An sBLA for zanidatamab is being reviewed by the FDA under RTOR in first-line HER2+ locally advanced or metastatic GEA. The FDA granted two Breakthrough Therapy designations for zanidatamab’s development: one as a single agent for previously treated HER2 gene-amplified BTC, and one in combination with fluoropyrimidine- and platinum-containing chemotherapy, with or without tislelizumab for first-line HER2+ unresectable locally advanced or metastatic gastric, GEJ or esophageal adenocarcinoma. The FDA also granted two Fast Track designations for zanidatamab: one as a single agent for refractory BTC and one in combination with standard-of-care chemotherapy for first-line GEA. Additionally, zanidatamab has received Orphan Drug designations from the FDA for the treatment of BTC, gastric (including GEJ) cancer, and esophageal cancer, as well as Orphan Drug designations from the European Medicines Agency for the treatment of BTC, gastric/GEJ cancer and oesophageal cancer.

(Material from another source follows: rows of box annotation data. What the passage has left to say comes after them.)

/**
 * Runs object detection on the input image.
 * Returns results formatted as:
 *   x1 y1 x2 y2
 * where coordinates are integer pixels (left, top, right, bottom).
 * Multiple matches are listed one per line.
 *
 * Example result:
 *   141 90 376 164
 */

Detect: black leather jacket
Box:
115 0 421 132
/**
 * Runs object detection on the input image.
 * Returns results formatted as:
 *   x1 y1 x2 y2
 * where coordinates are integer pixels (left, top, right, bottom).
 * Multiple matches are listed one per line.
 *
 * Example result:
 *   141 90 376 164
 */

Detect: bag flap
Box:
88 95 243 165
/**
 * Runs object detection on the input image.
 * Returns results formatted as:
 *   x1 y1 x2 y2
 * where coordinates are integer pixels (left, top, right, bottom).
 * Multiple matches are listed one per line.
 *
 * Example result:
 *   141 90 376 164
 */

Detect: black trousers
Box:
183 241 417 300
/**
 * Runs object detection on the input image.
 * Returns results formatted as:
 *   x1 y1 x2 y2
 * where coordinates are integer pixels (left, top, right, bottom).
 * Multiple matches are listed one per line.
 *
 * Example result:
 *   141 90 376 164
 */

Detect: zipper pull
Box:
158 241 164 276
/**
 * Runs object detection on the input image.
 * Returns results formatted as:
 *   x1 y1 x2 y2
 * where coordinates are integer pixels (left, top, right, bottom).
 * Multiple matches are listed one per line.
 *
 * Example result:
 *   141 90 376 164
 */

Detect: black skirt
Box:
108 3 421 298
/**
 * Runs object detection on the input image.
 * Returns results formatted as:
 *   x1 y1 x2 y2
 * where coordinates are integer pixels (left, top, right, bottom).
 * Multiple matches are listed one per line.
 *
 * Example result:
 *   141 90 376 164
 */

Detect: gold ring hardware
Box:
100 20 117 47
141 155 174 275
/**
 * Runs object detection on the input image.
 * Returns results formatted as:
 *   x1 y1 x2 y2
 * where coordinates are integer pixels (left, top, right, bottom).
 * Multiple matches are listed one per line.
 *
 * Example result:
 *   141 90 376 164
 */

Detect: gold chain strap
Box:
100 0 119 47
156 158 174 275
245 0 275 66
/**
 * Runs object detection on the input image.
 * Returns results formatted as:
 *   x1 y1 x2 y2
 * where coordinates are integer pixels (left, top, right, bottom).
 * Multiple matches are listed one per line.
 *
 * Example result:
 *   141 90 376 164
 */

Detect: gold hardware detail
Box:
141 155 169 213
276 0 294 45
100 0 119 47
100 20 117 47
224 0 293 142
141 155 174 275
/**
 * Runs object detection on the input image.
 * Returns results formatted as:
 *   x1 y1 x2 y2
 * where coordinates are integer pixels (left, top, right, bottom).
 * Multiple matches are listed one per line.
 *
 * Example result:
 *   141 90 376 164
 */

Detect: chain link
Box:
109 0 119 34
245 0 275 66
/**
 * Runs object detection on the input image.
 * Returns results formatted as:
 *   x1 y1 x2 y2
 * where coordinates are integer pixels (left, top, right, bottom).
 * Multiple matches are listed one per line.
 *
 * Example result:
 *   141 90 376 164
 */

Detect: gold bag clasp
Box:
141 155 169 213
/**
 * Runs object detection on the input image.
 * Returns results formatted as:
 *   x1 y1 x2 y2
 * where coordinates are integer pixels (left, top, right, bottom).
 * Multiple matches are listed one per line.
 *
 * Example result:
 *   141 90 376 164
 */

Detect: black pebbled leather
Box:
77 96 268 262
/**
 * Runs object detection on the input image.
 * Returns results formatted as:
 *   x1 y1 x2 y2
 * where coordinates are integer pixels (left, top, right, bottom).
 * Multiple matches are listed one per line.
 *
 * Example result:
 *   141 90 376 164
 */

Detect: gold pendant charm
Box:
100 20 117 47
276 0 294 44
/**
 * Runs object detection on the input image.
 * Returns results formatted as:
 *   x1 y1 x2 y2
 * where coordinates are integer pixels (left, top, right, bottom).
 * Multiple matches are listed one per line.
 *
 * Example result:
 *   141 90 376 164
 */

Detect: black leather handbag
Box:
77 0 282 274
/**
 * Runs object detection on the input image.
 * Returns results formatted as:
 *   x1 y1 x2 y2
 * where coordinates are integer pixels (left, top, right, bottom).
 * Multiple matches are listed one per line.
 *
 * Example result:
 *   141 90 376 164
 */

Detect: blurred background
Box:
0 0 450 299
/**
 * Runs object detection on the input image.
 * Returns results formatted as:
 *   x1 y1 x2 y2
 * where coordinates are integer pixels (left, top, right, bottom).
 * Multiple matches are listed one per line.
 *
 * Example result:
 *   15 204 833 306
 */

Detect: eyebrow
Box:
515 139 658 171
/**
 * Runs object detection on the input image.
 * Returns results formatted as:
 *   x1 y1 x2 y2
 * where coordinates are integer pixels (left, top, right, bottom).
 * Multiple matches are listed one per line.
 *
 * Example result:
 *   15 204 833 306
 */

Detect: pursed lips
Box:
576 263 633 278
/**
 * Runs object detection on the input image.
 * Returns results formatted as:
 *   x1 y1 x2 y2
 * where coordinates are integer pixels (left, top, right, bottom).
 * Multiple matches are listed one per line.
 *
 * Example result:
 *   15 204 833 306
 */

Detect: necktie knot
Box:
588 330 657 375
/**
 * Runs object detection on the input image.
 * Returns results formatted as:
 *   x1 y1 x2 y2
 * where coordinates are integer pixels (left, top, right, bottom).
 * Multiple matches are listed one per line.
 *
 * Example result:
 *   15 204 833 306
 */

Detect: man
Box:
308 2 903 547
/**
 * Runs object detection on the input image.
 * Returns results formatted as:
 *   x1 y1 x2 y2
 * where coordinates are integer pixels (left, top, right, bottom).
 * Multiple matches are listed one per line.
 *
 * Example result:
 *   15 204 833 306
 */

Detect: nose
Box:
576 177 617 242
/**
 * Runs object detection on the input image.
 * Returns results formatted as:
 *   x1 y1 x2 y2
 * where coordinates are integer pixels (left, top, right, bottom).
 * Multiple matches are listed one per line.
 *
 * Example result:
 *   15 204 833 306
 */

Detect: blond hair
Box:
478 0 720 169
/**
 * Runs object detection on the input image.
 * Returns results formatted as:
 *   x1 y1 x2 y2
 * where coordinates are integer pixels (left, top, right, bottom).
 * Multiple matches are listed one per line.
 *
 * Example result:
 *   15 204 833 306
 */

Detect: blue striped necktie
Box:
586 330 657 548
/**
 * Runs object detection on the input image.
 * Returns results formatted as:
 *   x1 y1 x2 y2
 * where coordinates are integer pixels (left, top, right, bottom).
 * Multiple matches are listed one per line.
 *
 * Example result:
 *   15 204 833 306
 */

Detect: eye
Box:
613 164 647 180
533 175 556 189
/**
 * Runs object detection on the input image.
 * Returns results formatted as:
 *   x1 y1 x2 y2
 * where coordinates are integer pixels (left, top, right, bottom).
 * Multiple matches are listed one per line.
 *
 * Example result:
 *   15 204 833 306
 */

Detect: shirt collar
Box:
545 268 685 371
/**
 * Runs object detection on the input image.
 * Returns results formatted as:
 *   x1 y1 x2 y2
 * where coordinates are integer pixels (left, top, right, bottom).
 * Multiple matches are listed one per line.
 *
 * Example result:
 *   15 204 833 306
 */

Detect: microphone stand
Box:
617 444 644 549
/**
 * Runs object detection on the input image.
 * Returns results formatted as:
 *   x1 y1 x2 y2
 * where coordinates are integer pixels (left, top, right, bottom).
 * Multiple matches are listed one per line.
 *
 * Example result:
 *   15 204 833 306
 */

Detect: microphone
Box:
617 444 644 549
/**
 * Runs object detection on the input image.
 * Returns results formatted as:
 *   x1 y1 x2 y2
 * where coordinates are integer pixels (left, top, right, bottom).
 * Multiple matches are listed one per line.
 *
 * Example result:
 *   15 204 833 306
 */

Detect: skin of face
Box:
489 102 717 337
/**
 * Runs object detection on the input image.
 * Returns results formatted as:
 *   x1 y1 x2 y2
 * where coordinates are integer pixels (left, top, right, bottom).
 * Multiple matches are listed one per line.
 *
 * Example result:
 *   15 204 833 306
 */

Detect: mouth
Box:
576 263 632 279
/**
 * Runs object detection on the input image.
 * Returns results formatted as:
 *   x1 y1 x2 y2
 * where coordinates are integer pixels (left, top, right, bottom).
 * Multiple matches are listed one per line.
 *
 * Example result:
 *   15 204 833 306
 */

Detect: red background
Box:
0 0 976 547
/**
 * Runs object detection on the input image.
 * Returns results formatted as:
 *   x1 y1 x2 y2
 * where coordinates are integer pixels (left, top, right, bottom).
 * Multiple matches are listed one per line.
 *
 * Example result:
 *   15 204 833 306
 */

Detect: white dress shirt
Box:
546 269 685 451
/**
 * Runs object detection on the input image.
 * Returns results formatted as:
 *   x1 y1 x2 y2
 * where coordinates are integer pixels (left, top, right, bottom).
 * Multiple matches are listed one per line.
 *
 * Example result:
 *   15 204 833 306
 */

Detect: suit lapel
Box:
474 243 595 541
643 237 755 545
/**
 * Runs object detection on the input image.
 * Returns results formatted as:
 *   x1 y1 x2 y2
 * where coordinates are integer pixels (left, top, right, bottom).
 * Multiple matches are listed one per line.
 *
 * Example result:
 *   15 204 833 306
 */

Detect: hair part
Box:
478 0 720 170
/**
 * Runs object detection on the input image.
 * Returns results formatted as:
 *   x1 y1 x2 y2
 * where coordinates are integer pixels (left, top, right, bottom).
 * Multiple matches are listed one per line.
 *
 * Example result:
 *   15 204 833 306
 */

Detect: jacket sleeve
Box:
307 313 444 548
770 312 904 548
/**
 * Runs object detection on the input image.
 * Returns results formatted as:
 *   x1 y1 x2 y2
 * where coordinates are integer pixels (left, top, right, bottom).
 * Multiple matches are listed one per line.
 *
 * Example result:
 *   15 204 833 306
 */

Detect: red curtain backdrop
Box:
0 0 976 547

Important Safety Information for ZIIHERA

WARNING: EMBRYO-FETAL TOXICITY
Exposure to ZIIHERA during pregnancy can cause embryo-fetal harm. Advise patients
of the risk and need for effective contraception.

WARNINGS AND PRECAUTIONS

Embryo-Fetal Toxicity
ZIIHERA can cause fetal harm when administered to a pregnant woman. In literature reports, use of a HER2-directed antibody during pregnancy resulted in cases of oligohydramnios and oligohydramnios sequence manifesting as pulmonary hypoplasia, skeletal abnormalities, and neonatal death.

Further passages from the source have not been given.